OKEECHOBEE, Fla. -- Brandon Palaniuk has a 250-horsepoewer engine and a high-powered trolling motor on his bass boat to help him go fast.
But for the moment, he was relying on an old-fashioned way to negotiate through a sea of grass in Lake Okeechobee, a world-famous bass lake in the Everglades.
He was using a long push pole, slowly guiding his bass boat through the thick, chest-high vegetation waving in the wind.
"I had never fished this large of an expanse of grass until I came here," said Palaniuk, who is from Coeur d'Alene, Idaho, and fishes on the Bassmaster Elite pro circuit.
"This is new to me. But I do know that if you can push through this thick stuff and get to a little spot where it opens up, a lot of times, that's where the bass will be.
"There are some huge bass in here; it's just a matter of finding where they live."
Moments after watching an alligator lazily swim through the shallows, Palaniuk found one of those remote openings he was looking for. He started by moving a swimbait across the surface. Then he began flipping a Berkley Pit Boss plastic bait to the edges of the grass.
When he saw his line start to move sideways, he set the hook and watched as a bass burst to the surface. He quickly yanked the 3-pound fish into the boat and admired it for a second before plunking it back.
"There are lots of fish like that in here," Palaniuk said. "It takes big ones to win a tournament here."
Palaniuk caught one of those big ones - a bass he estimated at 8 pounds - the day before. And in his first day on the lake, he landed five bass that he estimated would push 25 pounds.
Tournament practice
He caught some of that action on a video with a small camera that he mounts to the side of his boat. He posted that video on his website, bmpfishing.com, then he resumed his week-long search for Florida bass.
Now he was moving around, exploring new areas. He was practicing for the Bassmaster Elite tournament March 22-25 at Okeechobee. More than anything, he was looking for little hard-to-reach hot spots that might pay off in a national tournament.
"It's late January and we have more than a foot of snow on the ground back in Idaho," Palaniuk said. "Here, the water temperature is in the 70s and the bass are getting ready to spawn."
Palaniuk knows prospecting for out-of-the way spots may pay off.
That's why he had been fishing from sunup to sundown for four straight days, trying to uncover some of the secrets to fishing a massive body of water like Okeechobee.

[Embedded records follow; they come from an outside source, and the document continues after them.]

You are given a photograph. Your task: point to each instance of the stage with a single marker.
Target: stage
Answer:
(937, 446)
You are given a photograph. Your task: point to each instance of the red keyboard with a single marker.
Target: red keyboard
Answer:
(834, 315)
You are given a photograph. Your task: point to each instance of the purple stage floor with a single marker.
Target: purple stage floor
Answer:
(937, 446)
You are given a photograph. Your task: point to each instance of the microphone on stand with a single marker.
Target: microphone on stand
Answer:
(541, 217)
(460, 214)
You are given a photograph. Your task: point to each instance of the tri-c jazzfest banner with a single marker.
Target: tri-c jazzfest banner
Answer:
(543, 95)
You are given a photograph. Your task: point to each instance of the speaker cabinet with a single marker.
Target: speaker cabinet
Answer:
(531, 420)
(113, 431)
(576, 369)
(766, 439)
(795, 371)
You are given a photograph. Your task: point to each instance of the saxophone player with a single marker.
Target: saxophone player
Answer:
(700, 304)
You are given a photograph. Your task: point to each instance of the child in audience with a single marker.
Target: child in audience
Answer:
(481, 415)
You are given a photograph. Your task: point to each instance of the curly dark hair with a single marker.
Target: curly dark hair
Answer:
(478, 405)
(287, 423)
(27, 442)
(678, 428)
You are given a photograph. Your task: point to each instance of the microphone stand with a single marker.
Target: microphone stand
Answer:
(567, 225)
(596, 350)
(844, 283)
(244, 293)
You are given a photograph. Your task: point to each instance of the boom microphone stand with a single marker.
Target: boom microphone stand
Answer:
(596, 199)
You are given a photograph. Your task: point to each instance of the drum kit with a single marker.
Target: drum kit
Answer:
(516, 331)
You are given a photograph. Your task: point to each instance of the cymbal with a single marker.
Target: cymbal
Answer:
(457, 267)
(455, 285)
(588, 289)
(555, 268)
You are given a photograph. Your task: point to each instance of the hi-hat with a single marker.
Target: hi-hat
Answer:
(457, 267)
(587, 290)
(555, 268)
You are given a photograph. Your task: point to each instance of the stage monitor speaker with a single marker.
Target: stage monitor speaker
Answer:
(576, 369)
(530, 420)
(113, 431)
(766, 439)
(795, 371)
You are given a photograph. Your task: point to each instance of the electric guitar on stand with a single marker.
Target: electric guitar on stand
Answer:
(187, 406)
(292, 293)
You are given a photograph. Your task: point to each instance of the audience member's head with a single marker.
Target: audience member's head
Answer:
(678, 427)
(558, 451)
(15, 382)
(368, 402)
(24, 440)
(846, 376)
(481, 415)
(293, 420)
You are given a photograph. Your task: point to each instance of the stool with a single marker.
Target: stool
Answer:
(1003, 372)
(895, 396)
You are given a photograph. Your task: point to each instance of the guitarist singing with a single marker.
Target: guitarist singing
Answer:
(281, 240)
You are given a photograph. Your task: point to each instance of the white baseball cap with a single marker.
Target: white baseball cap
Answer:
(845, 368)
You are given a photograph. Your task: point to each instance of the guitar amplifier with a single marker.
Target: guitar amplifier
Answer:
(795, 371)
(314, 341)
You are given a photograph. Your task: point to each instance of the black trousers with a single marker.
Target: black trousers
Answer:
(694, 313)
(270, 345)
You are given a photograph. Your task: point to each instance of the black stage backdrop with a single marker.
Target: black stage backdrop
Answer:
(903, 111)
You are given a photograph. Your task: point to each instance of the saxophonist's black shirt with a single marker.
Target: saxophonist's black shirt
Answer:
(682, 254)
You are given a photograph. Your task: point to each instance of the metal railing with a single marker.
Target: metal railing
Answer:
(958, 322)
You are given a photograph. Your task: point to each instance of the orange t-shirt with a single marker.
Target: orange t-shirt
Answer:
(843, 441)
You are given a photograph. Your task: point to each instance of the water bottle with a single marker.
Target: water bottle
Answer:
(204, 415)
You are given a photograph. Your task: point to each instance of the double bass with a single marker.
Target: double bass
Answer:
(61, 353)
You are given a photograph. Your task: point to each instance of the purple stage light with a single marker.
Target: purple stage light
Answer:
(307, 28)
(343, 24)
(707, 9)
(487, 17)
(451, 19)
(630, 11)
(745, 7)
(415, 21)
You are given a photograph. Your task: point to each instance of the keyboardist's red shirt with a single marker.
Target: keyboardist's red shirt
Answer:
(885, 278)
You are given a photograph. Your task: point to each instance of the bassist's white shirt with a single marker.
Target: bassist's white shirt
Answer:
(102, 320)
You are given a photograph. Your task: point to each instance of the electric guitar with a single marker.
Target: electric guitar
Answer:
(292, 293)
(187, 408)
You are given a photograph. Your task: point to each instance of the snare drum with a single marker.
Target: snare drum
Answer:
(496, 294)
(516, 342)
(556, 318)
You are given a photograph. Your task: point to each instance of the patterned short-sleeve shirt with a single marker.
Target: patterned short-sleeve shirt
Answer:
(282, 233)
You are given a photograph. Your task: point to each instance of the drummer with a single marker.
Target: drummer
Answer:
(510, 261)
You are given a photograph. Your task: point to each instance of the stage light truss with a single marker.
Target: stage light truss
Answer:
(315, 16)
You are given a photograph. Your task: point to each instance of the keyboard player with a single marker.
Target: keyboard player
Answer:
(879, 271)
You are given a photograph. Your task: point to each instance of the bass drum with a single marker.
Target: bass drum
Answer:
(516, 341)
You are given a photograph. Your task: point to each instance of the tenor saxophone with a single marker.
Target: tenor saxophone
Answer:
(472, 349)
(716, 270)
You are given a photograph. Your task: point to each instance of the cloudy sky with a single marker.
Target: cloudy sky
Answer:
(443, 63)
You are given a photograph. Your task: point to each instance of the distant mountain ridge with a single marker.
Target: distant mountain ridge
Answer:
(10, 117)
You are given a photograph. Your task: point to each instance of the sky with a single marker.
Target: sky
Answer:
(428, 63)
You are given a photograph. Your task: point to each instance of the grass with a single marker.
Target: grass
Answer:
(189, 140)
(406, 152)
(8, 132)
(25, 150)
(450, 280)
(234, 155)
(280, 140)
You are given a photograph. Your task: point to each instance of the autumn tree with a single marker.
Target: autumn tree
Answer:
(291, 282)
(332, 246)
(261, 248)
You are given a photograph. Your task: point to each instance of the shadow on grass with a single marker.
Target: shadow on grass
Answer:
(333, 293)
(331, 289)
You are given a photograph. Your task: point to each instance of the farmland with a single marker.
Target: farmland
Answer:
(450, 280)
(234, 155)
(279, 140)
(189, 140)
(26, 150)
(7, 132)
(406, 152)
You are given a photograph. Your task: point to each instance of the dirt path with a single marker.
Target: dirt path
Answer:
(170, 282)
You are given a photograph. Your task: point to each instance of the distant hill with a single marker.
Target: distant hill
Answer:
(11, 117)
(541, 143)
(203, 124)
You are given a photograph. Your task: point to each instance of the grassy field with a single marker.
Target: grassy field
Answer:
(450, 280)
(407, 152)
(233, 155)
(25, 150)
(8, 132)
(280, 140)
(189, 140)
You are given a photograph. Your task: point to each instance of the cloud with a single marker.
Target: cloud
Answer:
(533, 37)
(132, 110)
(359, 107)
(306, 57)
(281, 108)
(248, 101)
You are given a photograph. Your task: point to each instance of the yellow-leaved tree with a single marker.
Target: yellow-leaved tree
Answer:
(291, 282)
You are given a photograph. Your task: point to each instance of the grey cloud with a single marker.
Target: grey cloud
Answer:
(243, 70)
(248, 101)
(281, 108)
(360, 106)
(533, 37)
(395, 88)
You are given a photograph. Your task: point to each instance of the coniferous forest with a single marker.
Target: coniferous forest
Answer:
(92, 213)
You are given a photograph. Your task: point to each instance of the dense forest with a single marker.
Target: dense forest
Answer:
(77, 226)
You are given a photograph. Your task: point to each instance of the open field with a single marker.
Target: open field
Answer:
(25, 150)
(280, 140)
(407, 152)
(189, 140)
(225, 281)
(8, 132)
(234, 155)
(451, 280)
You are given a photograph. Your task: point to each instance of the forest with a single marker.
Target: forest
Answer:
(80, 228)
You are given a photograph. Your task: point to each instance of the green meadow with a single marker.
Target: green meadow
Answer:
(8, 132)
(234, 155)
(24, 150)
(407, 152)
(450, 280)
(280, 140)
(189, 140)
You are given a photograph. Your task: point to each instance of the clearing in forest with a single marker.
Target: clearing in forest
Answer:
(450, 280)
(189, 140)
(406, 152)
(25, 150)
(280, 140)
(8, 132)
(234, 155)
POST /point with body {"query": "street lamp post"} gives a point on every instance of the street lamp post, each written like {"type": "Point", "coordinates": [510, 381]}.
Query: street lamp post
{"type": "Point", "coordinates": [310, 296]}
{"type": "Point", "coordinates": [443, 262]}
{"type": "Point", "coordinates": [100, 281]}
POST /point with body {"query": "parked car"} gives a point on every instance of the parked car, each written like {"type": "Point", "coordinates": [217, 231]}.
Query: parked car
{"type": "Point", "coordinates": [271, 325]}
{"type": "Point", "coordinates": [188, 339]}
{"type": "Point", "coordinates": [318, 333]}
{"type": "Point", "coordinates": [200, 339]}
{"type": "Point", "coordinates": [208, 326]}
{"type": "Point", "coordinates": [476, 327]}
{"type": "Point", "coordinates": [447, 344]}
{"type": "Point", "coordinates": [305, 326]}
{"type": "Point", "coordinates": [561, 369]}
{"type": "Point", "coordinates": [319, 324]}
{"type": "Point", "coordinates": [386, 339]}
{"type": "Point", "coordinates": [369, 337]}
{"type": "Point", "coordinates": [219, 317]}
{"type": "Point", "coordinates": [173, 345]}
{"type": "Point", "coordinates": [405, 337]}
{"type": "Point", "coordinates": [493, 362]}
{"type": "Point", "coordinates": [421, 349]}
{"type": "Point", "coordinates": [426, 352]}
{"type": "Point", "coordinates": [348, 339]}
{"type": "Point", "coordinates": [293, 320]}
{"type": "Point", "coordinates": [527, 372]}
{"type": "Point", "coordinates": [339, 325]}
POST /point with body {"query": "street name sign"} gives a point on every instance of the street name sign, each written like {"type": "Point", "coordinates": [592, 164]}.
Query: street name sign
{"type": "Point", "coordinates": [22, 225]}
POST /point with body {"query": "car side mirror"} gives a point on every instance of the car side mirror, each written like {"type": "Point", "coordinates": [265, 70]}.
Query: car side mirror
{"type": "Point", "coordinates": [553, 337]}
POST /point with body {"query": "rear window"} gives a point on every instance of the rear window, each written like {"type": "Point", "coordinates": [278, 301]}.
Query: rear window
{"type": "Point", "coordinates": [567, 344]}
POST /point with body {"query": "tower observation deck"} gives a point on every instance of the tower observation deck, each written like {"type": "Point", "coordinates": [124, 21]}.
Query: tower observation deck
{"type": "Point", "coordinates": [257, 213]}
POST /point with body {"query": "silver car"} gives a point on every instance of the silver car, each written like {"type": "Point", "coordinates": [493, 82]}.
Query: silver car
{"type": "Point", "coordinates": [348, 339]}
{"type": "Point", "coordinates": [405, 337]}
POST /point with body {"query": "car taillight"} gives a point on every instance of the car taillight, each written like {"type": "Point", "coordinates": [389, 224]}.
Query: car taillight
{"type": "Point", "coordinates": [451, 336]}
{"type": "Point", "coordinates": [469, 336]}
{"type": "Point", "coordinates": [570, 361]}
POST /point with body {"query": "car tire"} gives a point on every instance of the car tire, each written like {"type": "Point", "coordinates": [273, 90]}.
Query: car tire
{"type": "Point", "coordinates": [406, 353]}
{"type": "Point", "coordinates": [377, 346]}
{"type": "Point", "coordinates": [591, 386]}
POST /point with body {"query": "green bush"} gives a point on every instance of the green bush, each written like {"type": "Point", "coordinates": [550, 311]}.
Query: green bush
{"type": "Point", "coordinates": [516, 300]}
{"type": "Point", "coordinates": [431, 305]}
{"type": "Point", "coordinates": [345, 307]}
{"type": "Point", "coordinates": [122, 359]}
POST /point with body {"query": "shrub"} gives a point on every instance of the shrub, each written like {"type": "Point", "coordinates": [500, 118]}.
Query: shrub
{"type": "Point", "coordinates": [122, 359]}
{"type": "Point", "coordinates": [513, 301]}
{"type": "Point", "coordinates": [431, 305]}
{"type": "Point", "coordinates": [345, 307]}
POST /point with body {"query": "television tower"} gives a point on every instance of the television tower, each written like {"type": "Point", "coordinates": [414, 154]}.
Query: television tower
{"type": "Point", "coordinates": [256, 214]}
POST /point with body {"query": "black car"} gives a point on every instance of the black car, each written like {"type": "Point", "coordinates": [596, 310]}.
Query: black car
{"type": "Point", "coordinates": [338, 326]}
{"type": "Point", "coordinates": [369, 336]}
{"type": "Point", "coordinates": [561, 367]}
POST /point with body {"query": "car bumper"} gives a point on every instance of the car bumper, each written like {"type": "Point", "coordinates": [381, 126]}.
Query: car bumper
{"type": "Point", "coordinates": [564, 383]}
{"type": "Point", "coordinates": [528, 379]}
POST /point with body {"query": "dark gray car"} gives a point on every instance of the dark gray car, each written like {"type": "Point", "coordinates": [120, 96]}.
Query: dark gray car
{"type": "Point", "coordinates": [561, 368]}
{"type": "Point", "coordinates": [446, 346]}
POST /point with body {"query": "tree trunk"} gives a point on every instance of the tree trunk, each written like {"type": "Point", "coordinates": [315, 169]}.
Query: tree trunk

The Big O is the second-largest freshwater body of water in the contiguous United States and looms like an inland ocean. It covers 730 square miles and includes more than 150,000 acres of vegetation.
That's a lot of room for bass to hide. But there are huge prizes in the center of those mazes.
'Just a little different'
Consider an FLW Tour event at Okeechobee on Feb. 9-12. The winner, Randall Tharp of Gardendale, Ala., caught 20 bass weighing a whopping 101 pounds, 12 ounces. That was an FLW Tour record and proof that Lake Okeechobee still has monstrous bass.
Tharp was flipping a plastic bait, using a heavy weight to punch it through the thick mats of vegetation.
"It was a lot colder than usual down there for February, and I think the bass were keeping warm under those mats," Tharp said.
When Palaniuk went fishing, it was Chamber of Commerce weather. Temperatures were in the mid to high 70s, and a warm breeze rippled the water.
But that doesn't mean the bass were super aggressive. Palaniuk caught bass, but he had to work for them. He made countless casts to the edge of vegetation before finally getting a strike.
"Okeechobee is like everyplace else. You try to pick out areas that are just a little different from the other spots," he said. "It might be a place that has cattails instead of reeds, or maybe spots where hydrilla is mixed in, or a little point in the grass. That's what will attract bass."
For Palaniuk, 24, such days of fishing are part of living the dream.
A heavy-machinery operator, he did well in regional tournaments in Idaho and went on to win the BASS Federation Nation Tournament in 2010, which earned him a berth in the 2011 Bassmaster Classic.
He finished fourth in that event, then did well in his first year on the Elite Pro Tour, finishing in the money in six of eight tournaments.
He will fish in his second consecutive Classic this week on the Red River out of Shreveport, La.
He is on the road constantly, practicing for tournaments and trying to learn new bodies of water. He often sleeps in the back of his pickup camper to save money.
At Okeechobee, he allowed himself the rare treat of staying in a motel.
"I've learned that you can survive on peanut butter and jelly for a year," he joked. "But this has been great. To be able to come to places like Okeechobee and fish for a week, that's something I had always dreamed about."